What’s new in my fridge and pantry? Nothing really. I didn’t buy vegan cheese or tofu. Almond and coconut milk were already a part of our routine. Rice, quinoa, pasta, beans, lentils, whole grain oats are all familiar faces in our pantry too. But I do have a couple of new favorite recipes; Whole Wheat Pancakes and Black Bean Tacos. Here’s what I’ve been enjoying this month: (correction – add dark chocolate to any box below)

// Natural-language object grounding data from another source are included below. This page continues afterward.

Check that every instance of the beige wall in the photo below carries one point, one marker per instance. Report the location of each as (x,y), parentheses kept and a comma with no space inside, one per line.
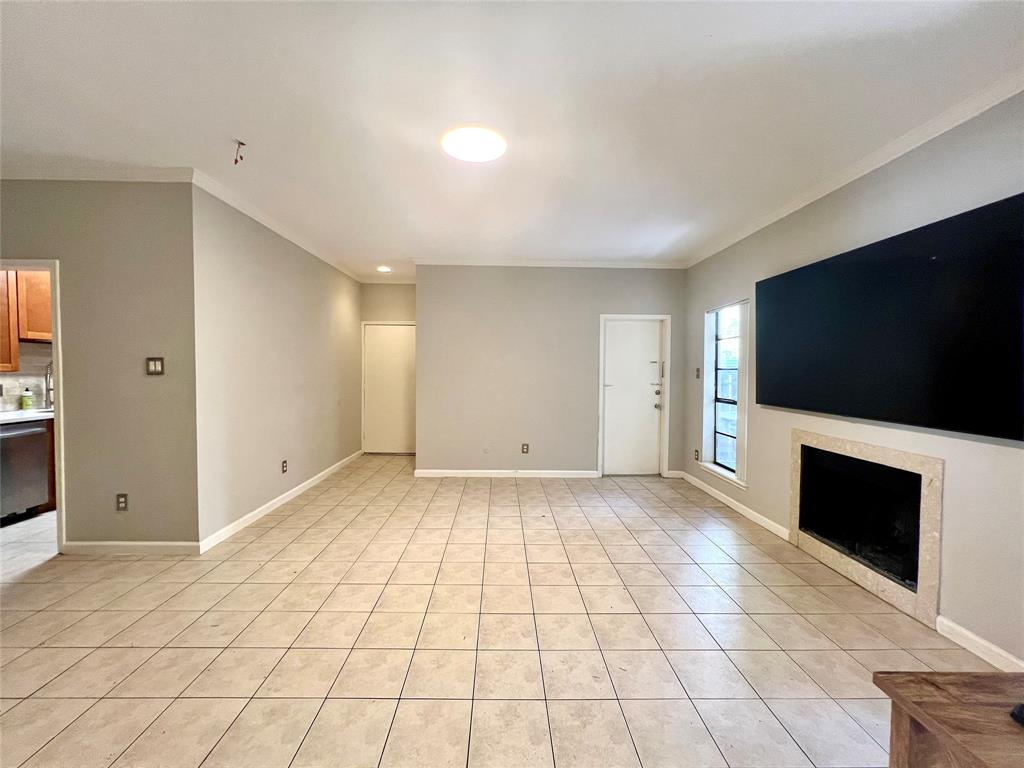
(278,354)
(507,355)
(384,302)
(126,293)
(983,508)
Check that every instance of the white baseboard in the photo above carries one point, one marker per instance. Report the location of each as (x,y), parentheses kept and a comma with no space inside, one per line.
(233,527)
(129,548)
(992,653)
(567,473)
(728,501)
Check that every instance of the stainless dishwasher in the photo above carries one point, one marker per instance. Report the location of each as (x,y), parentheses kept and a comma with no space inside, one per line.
(25,470)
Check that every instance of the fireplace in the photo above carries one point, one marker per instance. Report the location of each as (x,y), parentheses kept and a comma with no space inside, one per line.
(873,513)
(865,510)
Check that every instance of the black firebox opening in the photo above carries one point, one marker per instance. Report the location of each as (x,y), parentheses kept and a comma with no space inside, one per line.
(866,510)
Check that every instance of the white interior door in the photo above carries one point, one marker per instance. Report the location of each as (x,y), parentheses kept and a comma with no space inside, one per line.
(389,389)
(632,382)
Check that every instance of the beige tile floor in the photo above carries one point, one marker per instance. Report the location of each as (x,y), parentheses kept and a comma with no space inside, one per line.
(379,620)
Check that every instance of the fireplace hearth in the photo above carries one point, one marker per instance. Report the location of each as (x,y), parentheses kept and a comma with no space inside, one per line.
(864,521)
(869,511)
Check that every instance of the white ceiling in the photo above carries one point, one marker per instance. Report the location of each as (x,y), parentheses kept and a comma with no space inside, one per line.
(638,134)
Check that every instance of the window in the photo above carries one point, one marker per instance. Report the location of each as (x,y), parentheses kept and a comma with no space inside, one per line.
(725,390)
(726,386)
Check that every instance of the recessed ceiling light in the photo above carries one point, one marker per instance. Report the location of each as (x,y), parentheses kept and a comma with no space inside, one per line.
(473,143)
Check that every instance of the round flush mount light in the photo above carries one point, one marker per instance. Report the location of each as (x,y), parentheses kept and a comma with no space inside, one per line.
(473,143)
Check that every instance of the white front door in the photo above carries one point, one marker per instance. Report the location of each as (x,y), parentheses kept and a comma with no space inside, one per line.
(632,383)
(389,389)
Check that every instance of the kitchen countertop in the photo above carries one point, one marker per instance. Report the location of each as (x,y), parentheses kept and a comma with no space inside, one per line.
(16,417)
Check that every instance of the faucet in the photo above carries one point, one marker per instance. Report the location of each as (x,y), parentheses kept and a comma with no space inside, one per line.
(48,386)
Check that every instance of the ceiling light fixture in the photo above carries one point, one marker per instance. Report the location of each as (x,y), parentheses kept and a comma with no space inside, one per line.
(473,143)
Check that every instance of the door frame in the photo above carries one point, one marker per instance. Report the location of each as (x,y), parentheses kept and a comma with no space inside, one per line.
(53,267)
(363,376)
(666,321)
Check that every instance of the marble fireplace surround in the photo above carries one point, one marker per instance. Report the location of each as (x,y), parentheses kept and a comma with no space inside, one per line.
(923,604)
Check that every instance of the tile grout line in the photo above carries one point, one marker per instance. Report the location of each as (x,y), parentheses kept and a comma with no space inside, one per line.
(600,648)
(412,655)
(537,631)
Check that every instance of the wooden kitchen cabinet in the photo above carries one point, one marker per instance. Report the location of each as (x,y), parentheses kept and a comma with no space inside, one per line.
(35,314)
(9,357)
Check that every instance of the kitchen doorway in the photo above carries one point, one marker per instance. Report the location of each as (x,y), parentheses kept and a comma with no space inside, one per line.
(32,413)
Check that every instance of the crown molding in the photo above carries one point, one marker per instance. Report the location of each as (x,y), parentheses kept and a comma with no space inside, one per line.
(995,93)
(17,172)
(559,264)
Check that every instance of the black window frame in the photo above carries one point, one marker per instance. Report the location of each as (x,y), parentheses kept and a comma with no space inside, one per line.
(724,400)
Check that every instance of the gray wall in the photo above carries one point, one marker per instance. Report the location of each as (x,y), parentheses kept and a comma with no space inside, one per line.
(384,302)
(278,370)
(983,507)
(126,293)
(507,355)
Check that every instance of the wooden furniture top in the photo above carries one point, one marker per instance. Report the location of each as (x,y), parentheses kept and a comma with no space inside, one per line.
(969,713)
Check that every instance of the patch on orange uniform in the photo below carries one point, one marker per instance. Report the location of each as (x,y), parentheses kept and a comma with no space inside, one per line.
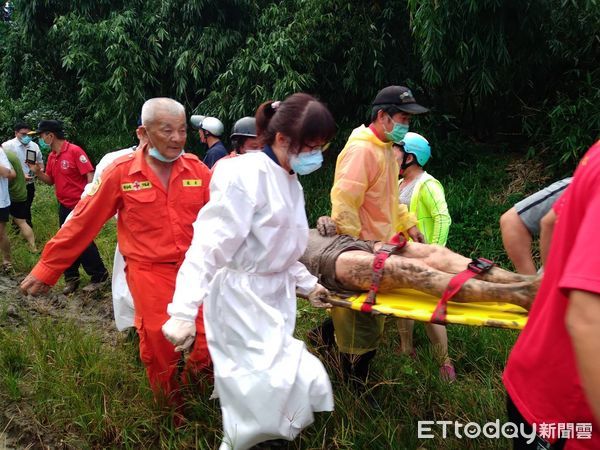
(136,185)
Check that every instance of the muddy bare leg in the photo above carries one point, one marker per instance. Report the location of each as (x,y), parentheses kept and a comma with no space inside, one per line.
(445,260)
(354,268)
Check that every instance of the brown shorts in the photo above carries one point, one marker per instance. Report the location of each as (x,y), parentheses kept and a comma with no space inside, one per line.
(330,255)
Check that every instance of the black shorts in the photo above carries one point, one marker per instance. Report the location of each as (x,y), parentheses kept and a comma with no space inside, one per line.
(19,210)
(4,214)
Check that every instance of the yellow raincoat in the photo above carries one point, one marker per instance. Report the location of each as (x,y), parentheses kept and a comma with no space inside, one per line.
(365,204)
(364,196)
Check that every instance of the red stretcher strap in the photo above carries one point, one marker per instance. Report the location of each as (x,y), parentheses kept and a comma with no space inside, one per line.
(475,267)
(397,242)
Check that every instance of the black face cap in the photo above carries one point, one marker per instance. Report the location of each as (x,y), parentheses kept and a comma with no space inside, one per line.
(49,126)
(401,97)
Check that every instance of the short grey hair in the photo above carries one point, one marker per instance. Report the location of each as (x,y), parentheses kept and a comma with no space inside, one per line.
(150,108)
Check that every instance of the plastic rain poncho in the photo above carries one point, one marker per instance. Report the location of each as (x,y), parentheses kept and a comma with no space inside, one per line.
(364,196)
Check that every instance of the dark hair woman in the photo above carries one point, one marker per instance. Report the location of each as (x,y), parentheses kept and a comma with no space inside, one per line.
(242,266)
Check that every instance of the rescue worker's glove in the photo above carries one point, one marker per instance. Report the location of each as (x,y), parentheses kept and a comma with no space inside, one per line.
(180,333)
(319,297)
(326,226)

At the beginning of the challenge, I noted my 5 reasons for doing this. They were:
To built mental and physical strength
To improve health
To satisfy curiosity
To lose a few pounds
To gain knowledge
I never quite understood the merits of journaling, but having gone through this exercise has made me a believer. All of the above have been achieved and I have YOU to thank. I put my goals in writing and made myself accountable to you because I knew I’d get lazy, stop keeping notes and lose my drive (proven by my long list of unfinished projects). So, if you have a goal in mind, I highly recommend putting it in writing, talking about it and keeping it top of mind until you get there. When you get there (and I know you will!), the possibilities and potential that lie ahead for you are unlimited.
Lastly, this challenge and subsequent commentary aren’t about whether you should eat vegan or not, it’s more about mindfulness. We should stop more to savor, gaze upon, and slowly chew instead of ‘inhale’, devour and obliviously consume. What if we took a minute to think about where our food came from, what it’s made from and how it can nourish our body, would we choose differently? This is hard, I know, in the hurried world we’ve created but, so worth our time. This is our most important investment for the future of our children, our planet and ourselves. Let’s be engaged, patience and grateful for the choices we have.